The journey towards becoming a changemaker can be surprising, also. ‘I had never planned to become a children’s book author, let alone an advocate for the United Nations’ seventeen Sustainable Development Goals’, writes Mara Catherine Harvey, CEO of VP Bank Switzerland. She describes the long thought process that led her to eventually writing a book of children’s poetry, that teaches children how to make sensible and sustainable money choices. The SDGs, to her, should be learned just like the ABCs, informing all future decisions these children will make.
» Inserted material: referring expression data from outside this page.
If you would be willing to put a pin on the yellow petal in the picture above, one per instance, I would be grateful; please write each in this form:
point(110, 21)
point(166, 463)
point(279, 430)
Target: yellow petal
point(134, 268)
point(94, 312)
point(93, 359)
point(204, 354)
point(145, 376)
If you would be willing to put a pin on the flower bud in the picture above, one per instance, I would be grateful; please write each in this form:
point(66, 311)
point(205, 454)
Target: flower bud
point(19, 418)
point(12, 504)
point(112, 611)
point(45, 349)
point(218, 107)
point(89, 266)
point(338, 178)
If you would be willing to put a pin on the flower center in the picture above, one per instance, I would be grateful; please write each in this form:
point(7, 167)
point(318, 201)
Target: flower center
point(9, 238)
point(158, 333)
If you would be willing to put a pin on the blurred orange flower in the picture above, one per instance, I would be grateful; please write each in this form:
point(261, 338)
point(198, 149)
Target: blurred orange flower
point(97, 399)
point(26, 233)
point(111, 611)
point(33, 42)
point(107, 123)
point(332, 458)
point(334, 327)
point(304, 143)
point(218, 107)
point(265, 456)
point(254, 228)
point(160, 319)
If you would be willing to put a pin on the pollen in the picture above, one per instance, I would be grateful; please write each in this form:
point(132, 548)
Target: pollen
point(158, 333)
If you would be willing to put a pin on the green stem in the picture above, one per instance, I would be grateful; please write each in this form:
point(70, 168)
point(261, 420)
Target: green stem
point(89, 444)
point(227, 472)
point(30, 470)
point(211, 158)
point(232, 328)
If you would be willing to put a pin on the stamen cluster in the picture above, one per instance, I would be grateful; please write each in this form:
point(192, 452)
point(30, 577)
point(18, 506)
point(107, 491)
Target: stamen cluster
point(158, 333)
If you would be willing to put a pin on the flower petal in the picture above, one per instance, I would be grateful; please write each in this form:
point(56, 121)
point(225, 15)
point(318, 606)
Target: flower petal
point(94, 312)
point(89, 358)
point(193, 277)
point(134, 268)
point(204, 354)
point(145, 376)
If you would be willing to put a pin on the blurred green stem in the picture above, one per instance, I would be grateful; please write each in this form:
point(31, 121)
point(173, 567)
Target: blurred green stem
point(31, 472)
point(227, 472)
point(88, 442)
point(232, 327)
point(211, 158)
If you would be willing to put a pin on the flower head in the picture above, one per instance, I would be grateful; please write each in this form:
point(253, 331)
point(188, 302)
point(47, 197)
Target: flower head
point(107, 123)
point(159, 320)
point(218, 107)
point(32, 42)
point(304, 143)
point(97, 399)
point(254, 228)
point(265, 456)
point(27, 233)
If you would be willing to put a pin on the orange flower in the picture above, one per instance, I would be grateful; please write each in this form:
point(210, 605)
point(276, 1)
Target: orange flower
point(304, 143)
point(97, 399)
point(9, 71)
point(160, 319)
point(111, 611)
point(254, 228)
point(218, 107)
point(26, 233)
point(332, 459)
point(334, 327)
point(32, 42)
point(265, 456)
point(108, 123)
No child ever should be poor,
nor be hungry ever more.
Nor be ill without good care,
so, life is better everywhere.
Excerpt from "Start Doing Good (SDG)" by Mara Catherine Harvey

 

Crucial in almost all testimonies is the need for collaboration. ‘Leadership is often defined based on power and wealth’, writes Yasmina Zaidman, Chief Development and Partnerships Officer at Acumen, one of our members. ‘But the people who’ve inspired me have chosen other metrics of success. Specifically, they have chosen to listen, to empower others, to act with compassion, and to creative positive social change’. These are qualities all women in the book share in their own way.

‘Standing Up For the Planet’ does well in bringing a range of interesting perspectives to the table and making positive change feel realistic and achievable. In the words of Christina Senn-Jakobsen, Managing Director of Swiss Food & Nutrition Valley, ‘everyone in this book is a normal person, one whose journey just happened to expose them to a situation or challenge that helped them find their purpose’.  While that is true, it does not make their efforts any less valuable. If anything, it shows that anyone can decide to contribute to positive change, from any angle, and at any moment in their career. 

Perhaps the most fitting salute can be read at the very end of the book, in the contribution of Una Terra’s Luca Zerbini:

‘While men such as Jeff Bezos, Elon Musk, and Richard Branson still spend billions looking at infeasible solutions to relocate on a different planet, these incredible women continue to show us that the solution is here, in the most beautiful home we could have ever hoped for, if only we can protect and nurture it like they do every day, rather than treating it as an infinite resource to take advantage of and to abuse at will.’